From the signal passing through the power detecting section 31, high-order harmonic components are removed by a low-pass filter 32, and the signal is supplied to a nonreciprocal circuit section 33.

The non-reciprocal circuit section 33 constitutes an isolator, and transmits the signal supplied from the power amplifying section 21 to the transmitting antenna ANT1.
The signal returning from the side to the power amplifier 21 is cut. Without the non-reciprocal circuit unit 33, when the output-side load impedance changes due to the operating environment or the like, the power amplified by the power amplifying unit 21 is reflected, returns to the power amplifying unit 21, and returns from the power amplifying unit 21. The quality of the output signal is degraded (increase in noise level), the efficiency is degraded, and the internal circuit of the power amplification unit 21 is broken. The non-reciprocal circuit section 33 is provided to prevent such a problem due to reflection.

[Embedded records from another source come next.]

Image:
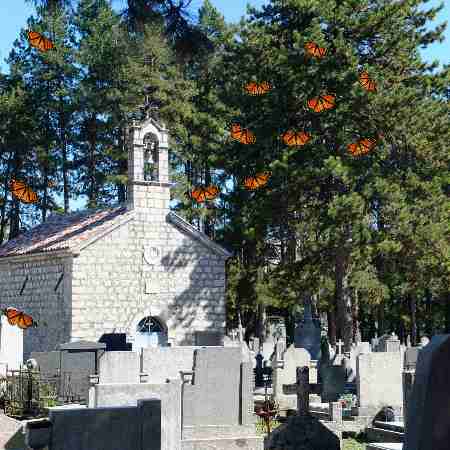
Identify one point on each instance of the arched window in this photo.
(151, 157)
(150, 332)
(150, 324)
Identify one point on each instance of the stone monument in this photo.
(307, 332)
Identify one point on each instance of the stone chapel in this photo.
(137, 269)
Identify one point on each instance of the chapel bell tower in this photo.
(148, 167)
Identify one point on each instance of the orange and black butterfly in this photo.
(243, 135)
(322, 102)
(203, 193)
(253, 88)
(362, 147)
(21, 191)
(314, 50)
(40, 42)
(367, 83)
(19, 318)
(259, 180)
(295, 138)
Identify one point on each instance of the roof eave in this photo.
(63, 253)
(187, 227)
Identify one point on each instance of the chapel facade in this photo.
(136, 269)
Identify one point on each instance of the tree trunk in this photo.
(63, 139)
(429, 328)
(355, 315)
(14, 221)
(92, 137)
(447, 312)
(343, 300)
(413, 310)
(380, 320)
(331, 317)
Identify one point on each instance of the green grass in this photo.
(353, 444)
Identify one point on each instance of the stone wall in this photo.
(113, 287)
(50, 308)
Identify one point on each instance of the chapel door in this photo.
(150, 332)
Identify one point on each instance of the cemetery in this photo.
(224, 236)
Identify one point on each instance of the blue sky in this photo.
(14, 14)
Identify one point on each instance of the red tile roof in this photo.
(63, 231)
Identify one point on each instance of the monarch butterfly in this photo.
(362, 147)
(367, 83)
(314, 50)
(243, 135)
(202, 193)
(19, 318)
(21, 191)
(322, 102)
(40, 42)
(295, 138)
(259, 180)
(253, 88)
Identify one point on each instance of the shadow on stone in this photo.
(304, 433)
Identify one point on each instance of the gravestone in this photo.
(333, 383)
(379, 381)
(388, 343)
(428, 414)
(80, 360)
(112, 428)
(303, 431)
(307, 333)
(408, 383)
(286, 374)
(115, 342)
(259, 370)
(410, 358)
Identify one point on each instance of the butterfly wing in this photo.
(47, 45)
(21, 191)
(247, 137)
(198, 194)
(12, 314)
(25, 321)
(262, 179)
(367, 83)
(250, 183)
(314, 50)
(211, 192)
(236, 131)
(328, 101)
(34, 38)
(322, 103)
(251, 88)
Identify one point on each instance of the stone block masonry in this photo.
(120, 288)
(37, 296)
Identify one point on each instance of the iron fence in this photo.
(27, 393)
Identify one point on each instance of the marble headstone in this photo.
(307, 333)
(428, 413)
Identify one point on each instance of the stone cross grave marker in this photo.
(301, 388)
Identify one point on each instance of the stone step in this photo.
(385, 446)
(246, 443)
(398, 426)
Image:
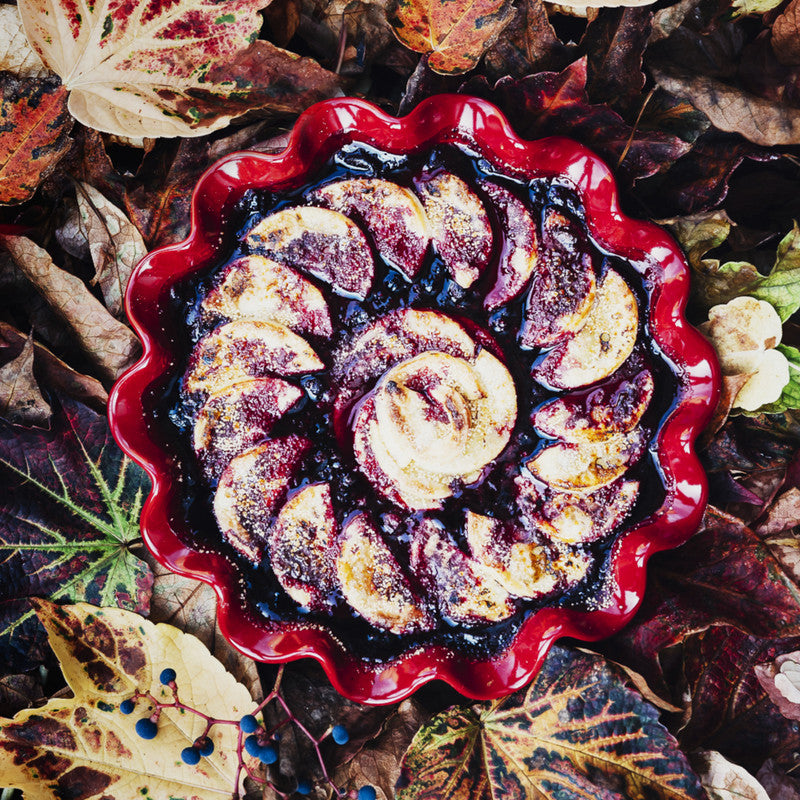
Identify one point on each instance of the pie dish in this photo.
(416, 398)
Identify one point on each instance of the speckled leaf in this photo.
(131, 67)
(68, 517)
(575, 733)
(455, 33)
(85, 748)
(34, 133)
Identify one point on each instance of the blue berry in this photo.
(205, 746)
(340, 734)
(268, 754)
(167, 675)
(248, 723)
(146, 728)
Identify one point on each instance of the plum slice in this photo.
(459, 225)
(250, 489)
(392, 214)
(615, 408)
(373, 583)
(574, 517)
(526, 569)
(237, 417)
(302, 546)
(600, 347)
(247, 349)
(520, 253)
(465, 591)
(255, 287)
(321, 242)
(563, 287)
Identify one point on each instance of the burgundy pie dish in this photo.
(416, 398)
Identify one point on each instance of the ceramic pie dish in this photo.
(416, 398)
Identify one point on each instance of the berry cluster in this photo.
(254, 738)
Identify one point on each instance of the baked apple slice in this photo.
(373, 583)
(392, 214)
(250, 489)
(247, 349)
(585, 466)
(615, 408)
(601, 346)
(526, 569)
(464, 590)
(520, 252)
(302, 546)
(321, 242)
(255, 287)
(563, 288)
(459, 225)
(237, 417)
(575, 518)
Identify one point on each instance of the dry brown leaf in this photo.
(54, 373)
(21, 400)
(786, 34)
(115, 244)
(16, 55)
(192, 606)
(110, 344)
(733, 110)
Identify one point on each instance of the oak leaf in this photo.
(70, 516)
(455, 34)
(34, 133)
(84, 747)
(108, 342)
(576, 731)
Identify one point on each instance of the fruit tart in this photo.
(416, 397)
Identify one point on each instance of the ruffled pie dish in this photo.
(416, 398)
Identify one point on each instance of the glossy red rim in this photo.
(480, 126)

The signal passing through the non-reciprocal circuit section 33 is transmitted to a duplexer DUP, and further transmitted to a transmission antenna AN.
It is transmitted to T1. Then, a signal is radiated from the transmitting antenna ANT1 into the air.

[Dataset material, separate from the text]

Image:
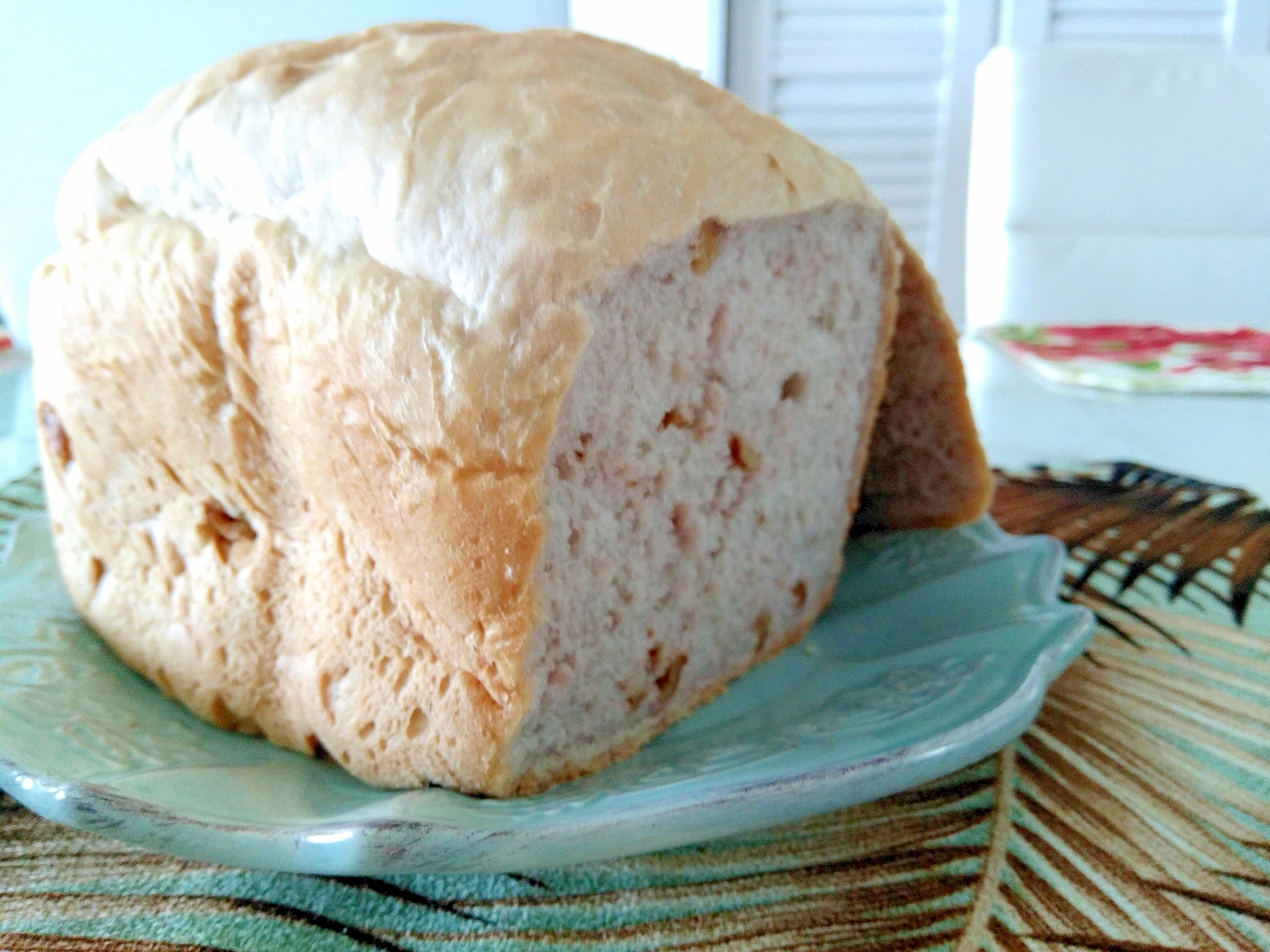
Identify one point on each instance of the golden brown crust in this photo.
(926, 468)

The examples shown in FIGS. 1 and 2 are W-CDMA compatible, and the main characteristics required of the power amplification module 2 are as follows.

Frequency (fin) = 1920 to 1980 MHz Output power (Pout) = 27 dBm Power added efficiency (PAE) = 40% or more Adjacent channel leakage power ratio (ACPR) ACPR1 = −38 dBc or less (at 5 MHz) ACPR2 = −48d8c or less (At 10 MHz) The adjacent channel power ratio (ACPR) is 5.0 MHz or 10.0 MHz from the center frequency of the transmission signal.
This is a value representing the noise level at a frequency z away from the power level of the center frequency as a relative ratio. The power added efficiency (PAE) is a ratio of output power to power consumption expressed as a percentage, and a higher value is more preferable.

The power amplifier module 2 is designed so as to obtain the above characteristics when the output load impedance ZIo is 50Ω. Actually, the state of 50 Ω does not constantly remain, and the value of about 30 to 70 Ω can sufficiently change depending on the angle of the antenna, temperature conditions, and the like. The power amplification module 2 can include a non-reciprocal circuit unit.

FIG. 3 is a block diagram of the power amplifier 21 which is a main part of the power amplifier module 2. In the illustrated embodiment, the power amplifying unit 21 includes an input impedance matching circuit 211, a preceding-stage power amplifying semiconductor element 212, a subsequent-stage power amplifying semiconductor element 214, an impedance matching circuit 215, and a DC bias circuit 216.
The power amplification module 2 has an additional or additional circuit part in addition to the power amplification unit 21.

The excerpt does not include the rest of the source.